Chyba właśnie podróżowanie „gluten-free” przynosi najwięcej ciekawych nowych doświadczeń. Sięgam po produkty i potrawy, które dawniej przegrałyby w konkurencji ze zbożami. Chociażby nasz wiosenny wypad na tydzień do Grecji. Na śniadanie zwykle jadaliśmy tam wytrawne wypieki z ciasta filo, ze szpinakiem i fetą albo z innymi odmianami lokalnych serów, czasem słodką bougatsę, przypominającą naszą karpatkę. Tym razem musiałam rozejrzeć się za czymś bezmącznym. Co okazało się banalnie proste: na każdym kroku serwowano gęsty jogurt z owocami i miodem lub z orzechami (jak na zdjęciu poniżej). Bardzo pyszne i apetyczne śniadanie. Albo omlety z najróżniejszymi dodatkami. Smacznie i fajnie.
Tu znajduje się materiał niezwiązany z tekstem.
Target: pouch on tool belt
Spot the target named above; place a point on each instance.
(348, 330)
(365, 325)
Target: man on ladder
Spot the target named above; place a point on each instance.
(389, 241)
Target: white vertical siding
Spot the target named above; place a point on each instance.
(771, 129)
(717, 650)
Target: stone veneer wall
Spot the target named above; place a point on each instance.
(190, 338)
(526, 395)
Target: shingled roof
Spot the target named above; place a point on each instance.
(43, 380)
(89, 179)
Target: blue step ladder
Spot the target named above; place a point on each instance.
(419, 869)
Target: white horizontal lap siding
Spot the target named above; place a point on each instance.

Okazuje się, że dzięki ograniczeniu możliwości wyboru poznaję nowe smaki albo sięgam po produkty, które znałam i lubiłam wcześniej, ale ich nie doceniałam. Chociażby mąka gryczana, kasza jaglana, mielone migdały. Rzadko jadamy słodycze, bo nie jesteśmy ich wielkimi fanami, ale jeśli potrzebuję podjąć gości ciastem, mogę upiec na przykład obłędne ciasto czekoladowe wg. przepisu Michela „oddaj fartucha” Morana, keks migdałowo-gryczany Patrycji albo tort bezowy. Wspaniałe ciasteczka czekoladowe od Sowy. Ograniczenie? Jakie ograniczenie? Przecież możliwości są nieskończone. Nawet pizzę bezglutenową już robiłam (gryczaną), była całkiem udana.
Dlatego gdy ktoś na moje „dziękuję” za chleb, w odpowiedzi wyraża współczucie, że taka ze mnie bidulka, bo nie mogę tego czy tamtego jeść, odpowiadam, że nie ma co współczuć, świetnie się bawię i nie czuję się pokrzywdzona. Pewnie, fajnie było nie mieć takich ograniczeń, ale litowanie się nad sobą niczemu nie służy, tym bardziej, że można mieć większe problemy niż niemożność jedzenia niektórych rodzajów zboża. Bez glutenu jest inaczej, ale wcale nie strasznie.
Nie pierwszy to raz, gdy stwierdzam, że ograniczenia są bardzo pouczające. Pobudzają do myślenia, uczą dostosowywania się do sytuacji, lepszego wykorzystywania dostępnych możliwości. Z zewnątrz mogą wydawać się uciążliwe, ale to tylko kwestia nastawienia. Mnie z tym dobrze, lubię ćwiczyć swoje zdolności adaptacji.
Na koniec jeszcze raz podkreślam, że nikogo nie namawiam do diety bezglutenowej, opisuję tylko osobiste doświadczenia związane z nietolerancją pokarmową.